Dan zal een Joodse illustrator Bob Uschi 1911 – 1995
(pseudoniem van Victor Silberberg) en een opdracht aan
de ‘Nederlands schrijver, onderwijzer, socialistisch politicus
en esperantist’ Theo Thijssen niet helpen.
Ik kocht het boek in de kringloopwinkel in de buurt.
Niet om het te restaureren maar als grondstof voor een nieuw
boek.
Al komt het boek dan uit een vooruitstrevende hoek, een
eerste scan van de afbeeldingen en de tekst toont ons
dingen waarbij wij vandaag onze wenkbrauwen zouden fronsen.
Dus een restauratie wordt het niet. Het is meer een herbouw.
De titelpagina van het boek Vrolijke vrienden. Geschreven door Jan Mens. Jan Mens zal later De kleine waarheid schrijven (trilogie, 1960 – 1964). een boek dat in Nederland heel bekend werd door de televisieserie van Willy van Hemert (1970 -1973) met Willeke Alberti als Marleen Spaargaren. Uitgegeven bij De Arbeiderspers en Bob Uschi maakte de illustraties.
Een echte binnenkomer: frontispice ‘Overweldigd bleef Jan staan’. Dit had ook de titel van mijn blogbericht kunnen zijn.
De katernen bestaan uit 4 bladen die in het midden met garen zijn ingenaaid. Het garen zit wat los.
Dat het een echt jongensboek is maken de illustraties heel duidelijk.
De meeste tekeningen zijn niet voorzien van een aanduiding van de maker. Hier is dat wel het geval.
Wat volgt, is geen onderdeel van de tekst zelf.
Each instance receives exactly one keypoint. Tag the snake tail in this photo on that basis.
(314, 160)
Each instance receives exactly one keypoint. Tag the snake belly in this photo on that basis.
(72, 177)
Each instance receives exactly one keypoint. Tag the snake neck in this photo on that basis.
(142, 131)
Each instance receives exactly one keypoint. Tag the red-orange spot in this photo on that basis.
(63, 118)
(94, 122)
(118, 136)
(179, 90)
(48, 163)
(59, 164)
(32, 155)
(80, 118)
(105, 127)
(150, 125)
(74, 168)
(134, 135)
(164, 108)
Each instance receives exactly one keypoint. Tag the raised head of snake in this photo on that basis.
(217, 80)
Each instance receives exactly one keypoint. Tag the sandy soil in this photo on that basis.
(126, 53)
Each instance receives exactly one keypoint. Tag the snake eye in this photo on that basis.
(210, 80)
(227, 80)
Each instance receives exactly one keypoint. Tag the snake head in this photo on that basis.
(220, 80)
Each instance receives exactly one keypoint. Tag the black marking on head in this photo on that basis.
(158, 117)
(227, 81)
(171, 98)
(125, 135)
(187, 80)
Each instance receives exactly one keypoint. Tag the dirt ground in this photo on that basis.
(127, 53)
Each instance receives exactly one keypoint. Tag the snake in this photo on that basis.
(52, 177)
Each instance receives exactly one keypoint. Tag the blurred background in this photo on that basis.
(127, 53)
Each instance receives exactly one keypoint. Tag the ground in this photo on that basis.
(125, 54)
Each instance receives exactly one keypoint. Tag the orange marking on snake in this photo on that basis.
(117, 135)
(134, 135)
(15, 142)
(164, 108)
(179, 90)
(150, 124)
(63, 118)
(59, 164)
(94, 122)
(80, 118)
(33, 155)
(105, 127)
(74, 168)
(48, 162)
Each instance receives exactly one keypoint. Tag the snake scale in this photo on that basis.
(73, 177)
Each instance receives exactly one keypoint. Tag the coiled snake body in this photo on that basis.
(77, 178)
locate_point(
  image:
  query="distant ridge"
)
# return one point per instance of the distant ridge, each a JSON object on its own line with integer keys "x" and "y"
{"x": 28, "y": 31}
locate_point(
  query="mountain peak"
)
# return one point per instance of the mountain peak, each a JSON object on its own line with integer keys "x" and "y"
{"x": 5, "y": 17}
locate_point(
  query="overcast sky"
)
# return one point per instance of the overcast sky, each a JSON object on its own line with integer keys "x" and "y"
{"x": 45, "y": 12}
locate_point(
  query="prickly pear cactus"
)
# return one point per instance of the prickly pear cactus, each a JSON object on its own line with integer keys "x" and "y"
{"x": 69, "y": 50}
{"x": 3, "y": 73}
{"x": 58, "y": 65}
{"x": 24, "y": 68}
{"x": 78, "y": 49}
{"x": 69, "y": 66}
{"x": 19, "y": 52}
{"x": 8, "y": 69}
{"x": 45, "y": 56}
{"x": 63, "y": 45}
Hier komt de titel van mijn bericht vandaan. De hoofdpersoon fantaseert zelf een schrijver te worden en heeft ook al een titel van zijn boek bedacht: Het wonderbare geheim van den jongen Chinees. Hoe sympathiek dat allemaal mag klinken, we zouden er vandaag niet meer zo’n tekening bij maken denk ik.
In het boek zit een sticker met de naam van een vorige eigenaar. Het adres en telefoonnummer heb ik maar even weggehaald.
Het voorplat gaat eenvoudig van de boekband. Het gaas dat de band bij elkaar houdt is verduurd, is aan het vergaan. Er zit kapitaalband aan boven- en onderkant. De lijm die gebruikt is om de katernen bij elkaar te houden is hard en bruin geworden. Het voorplat schoonmaken met een beetje zeep en water is gevaarlijk. De kleur laat eenvoudig los. Zeker de rug is aan de buitenkant erg vuil. Die ga ik dan ook niet meer gebruiken. Net als het achterplat.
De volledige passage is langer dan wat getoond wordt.